Things intensified when Clark presented Rosen and his deputy, Richard Donoghue, with a letter that he wanted them to sign, urging state legislatures to hold special sessions for the purpose of replacing legally appointed slates of electors with new slates, with the clear implication that Trump would then be declared the winner.
When Rosen was appalled and disgusted by Clark’s letter, Clark’s response was basically extortion. He told Rosen that Trump had suggested to him that Trump could fire Rosen and install Clark in his place. Clark said that if Rosen signed the letter, he would turn down Trump’s offer and Rosen could keep his job.
It all came to a head at an extraordinary White House meeting on Jan. 3, with all the major players in attendance. “One thing we know is you, Rosen, aren’t going to do anything to overturn the election,” Trump said, according to Rosen’s testimony. The question being discussed was whether Trump would fire Rosen and replace him with Clark, who would then begin pressuring state legislatures to overturn their election results.
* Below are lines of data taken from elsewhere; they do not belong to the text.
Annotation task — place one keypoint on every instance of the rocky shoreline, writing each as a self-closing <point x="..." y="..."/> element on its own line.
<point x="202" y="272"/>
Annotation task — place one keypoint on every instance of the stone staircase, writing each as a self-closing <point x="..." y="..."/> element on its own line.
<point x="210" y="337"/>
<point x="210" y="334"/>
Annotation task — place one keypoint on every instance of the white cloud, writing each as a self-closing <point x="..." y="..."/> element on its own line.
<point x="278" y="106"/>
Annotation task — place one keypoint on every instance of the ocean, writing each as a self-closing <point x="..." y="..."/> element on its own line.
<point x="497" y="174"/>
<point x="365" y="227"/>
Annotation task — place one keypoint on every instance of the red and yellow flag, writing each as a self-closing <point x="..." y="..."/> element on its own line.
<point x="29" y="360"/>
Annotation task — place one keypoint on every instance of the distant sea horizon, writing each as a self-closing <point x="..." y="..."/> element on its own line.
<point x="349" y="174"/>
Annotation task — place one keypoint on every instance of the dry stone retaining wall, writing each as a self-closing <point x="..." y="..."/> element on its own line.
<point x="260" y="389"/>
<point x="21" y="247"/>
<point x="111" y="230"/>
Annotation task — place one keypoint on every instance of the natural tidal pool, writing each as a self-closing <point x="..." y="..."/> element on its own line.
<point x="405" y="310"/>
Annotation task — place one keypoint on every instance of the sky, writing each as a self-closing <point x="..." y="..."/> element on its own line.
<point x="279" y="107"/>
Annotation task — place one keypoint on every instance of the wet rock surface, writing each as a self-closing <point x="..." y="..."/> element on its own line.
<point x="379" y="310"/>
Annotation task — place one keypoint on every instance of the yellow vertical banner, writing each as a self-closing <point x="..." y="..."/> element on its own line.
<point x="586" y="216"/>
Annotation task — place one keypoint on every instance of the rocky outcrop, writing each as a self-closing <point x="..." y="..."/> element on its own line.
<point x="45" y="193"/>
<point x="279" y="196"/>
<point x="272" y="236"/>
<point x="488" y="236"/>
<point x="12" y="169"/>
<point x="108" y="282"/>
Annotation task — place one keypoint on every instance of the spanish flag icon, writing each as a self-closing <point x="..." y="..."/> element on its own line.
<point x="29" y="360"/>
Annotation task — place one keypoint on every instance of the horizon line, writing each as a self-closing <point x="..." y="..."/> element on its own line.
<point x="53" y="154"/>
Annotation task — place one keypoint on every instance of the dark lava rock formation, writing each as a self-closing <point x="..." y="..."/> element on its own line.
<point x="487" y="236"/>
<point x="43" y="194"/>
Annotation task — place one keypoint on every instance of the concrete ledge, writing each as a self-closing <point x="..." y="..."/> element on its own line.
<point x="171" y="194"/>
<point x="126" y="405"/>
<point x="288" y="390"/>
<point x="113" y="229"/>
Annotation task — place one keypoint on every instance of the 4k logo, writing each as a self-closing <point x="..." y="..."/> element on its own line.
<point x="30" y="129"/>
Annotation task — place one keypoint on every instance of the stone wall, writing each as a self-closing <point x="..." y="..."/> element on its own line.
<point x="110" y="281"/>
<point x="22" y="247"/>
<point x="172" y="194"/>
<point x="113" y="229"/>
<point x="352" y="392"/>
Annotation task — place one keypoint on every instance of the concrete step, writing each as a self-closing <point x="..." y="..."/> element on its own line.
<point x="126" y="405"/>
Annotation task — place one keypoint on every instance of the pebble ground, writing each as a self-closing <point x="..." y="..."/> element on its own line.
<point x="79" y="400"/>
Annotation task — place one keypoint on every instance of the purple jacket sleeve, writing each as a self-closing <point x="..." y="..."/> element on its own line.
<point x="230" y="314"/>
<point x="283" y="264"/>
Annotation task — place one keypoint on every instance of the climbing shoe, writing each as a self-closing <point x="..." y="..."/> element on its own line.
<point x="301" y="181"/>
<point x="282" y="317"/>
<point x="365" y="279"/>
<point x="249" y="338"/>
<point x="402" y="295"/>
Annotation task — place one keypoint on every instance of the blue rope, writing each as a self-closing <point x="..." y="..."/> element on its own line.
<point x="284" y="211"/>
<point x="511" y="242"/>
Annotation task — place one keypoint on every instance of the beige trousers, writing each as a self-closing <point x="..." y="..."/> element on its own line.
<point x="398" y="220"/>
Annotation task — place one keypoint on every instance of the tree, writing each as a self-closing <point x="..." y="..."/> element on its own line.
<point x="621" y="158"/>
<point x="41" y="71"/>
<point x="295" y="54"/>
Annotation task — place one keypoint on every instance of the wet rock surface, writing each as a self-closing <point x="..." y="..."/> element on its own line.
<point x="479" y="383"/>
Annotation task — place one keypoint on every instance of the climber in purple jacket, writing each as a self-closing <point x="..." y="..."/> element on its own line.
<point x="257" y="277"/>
That's where the threats to resign came in. "So how," asked Waldman, "do you defend Trump in the face of that? The Senate Judiciary Committee’s Republican minority under the direction of Chuck Grassley (R-IA) released a response so laughably indulgent of Trump’s actions that it amounts to, 'Mr. Dillinger was merely trying to make a withdrawal from the bank, what is everyone getting so worked up about?' The Republican response portrays Trump as little more than a concerned citizen hoping to clear up any questions about the election. Trump, they write, 'expressed concern with ensuring that DOJ was doing its job of fully investigating allegations of election fraud so that the American people would have confidence in the results of the 2020 election.' Why, he merely wanted to make sure Americans felt good about the election! How could anyone think otherwise?"
All the reporting and investigations of Trump’s coup attempt make clear that the effort to overturn the election was haphazard, ad hoc and at times deeply stupid, yet at the same time utterly terrifying. It’s a good lesson: The people who do the most damage to our country and democracy aren’t necessarily brilliant supervillains.
Sometimes calamity occurs because a bunch of scoundrels and fools were presented with an opportunity to do their worst. And in this case, those scoundrels and fools were stopped only because some other people managed to find an ounce or two of courage.
They are not heroes. They went to work for Trump knowing full well who he was. But at that moment, they were unwilling to cooperate in a coup, and their resistance deprived it of a key element it needed.
The Judiciary Committee recommends strengthening rules that govern the relationship between the White House and Justice Department to make another attempted coup less likely in the future. But it’s clear that to the Trump administration-- and perhaps to future administrations-- the rules didn’t matter. All that leaves us with is the person of the president, and the people he appoints.
Which makes you wonder what will protect us if Trump, or someone like him, becomes president again.